I was recently reminded of this during a conversation with the director of another residential care facility here in Missouri.  As Jeremy and I talked with this gentleman on our second day as full time Whetstone employees, we were in equal parts inspired and overwhelmed.  It was difficult to process the amount of work and wisdom required to make something like this work.  The devil is indeed a roaming lion, seeking whom he may devour.  And he doesn’t devour things that are already dead.  He lets the vulture do that.  The lion devours the tender young that have a bright future in front of them.  Boys are irresistible.  Facilities like ours make an even juicier target, since he can potentially wipe out hundreds of boys into the future, with one fell swipe.

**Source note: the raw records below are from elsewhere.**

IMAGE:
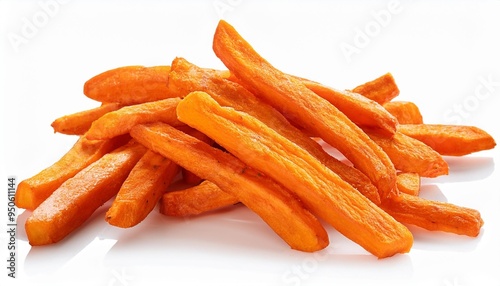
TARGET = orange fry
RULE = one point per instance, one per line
(450, 140)
(321, 190)
(33, 191)
(122, 120)
(186, 77)
(202, 198)
(305, 108)
(410, 155)
(381, 90)
(409, 183)
(434, 215)
(283, 212)
(78, 123)
(76, 199)
(129, 85)
(406, 112)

None of us can defeat him on our own.  To think we can is to invite disaster.  I don’t wish to sound pessimistic, because I’m really not, but we are just too weak, ignorant, stupid and selfish to offer any significant resistance on our own.  As parents, teachers, students, business owners, church leaders (and, let’s have some grace…members of congress) our scope is so extremely limited, that try as we may, no amount of planning can guarantee success or prevent failure.  We live in a fallen world, and none of us can escape it.

Does God work in, through and in spite of our fallen-ness?  Certainly.  Can we see him at work?  Sometimes.  Do we have to like how he works?  Nope.  If God wants Whetstone Boys Ranch to succeed, it will succeed.  If he has other plans…well then…he has other plans.

But for the time being, it is hard to decipher his prompting as anything other than directions that, as my dad would say, we cannot misunderstand.  We have doors, and windows, and garages, and houses thrown wide open.  And so we step forward in faith.

We won’t anticipate everything that we need to be successful, but with God’s help through your prayers, we will hopefully avoid the pits into which the devil would lead us.  Please pray that being in over our heads will make us even more dependent on the one who reigns above, beyond and way, way over all of our heads.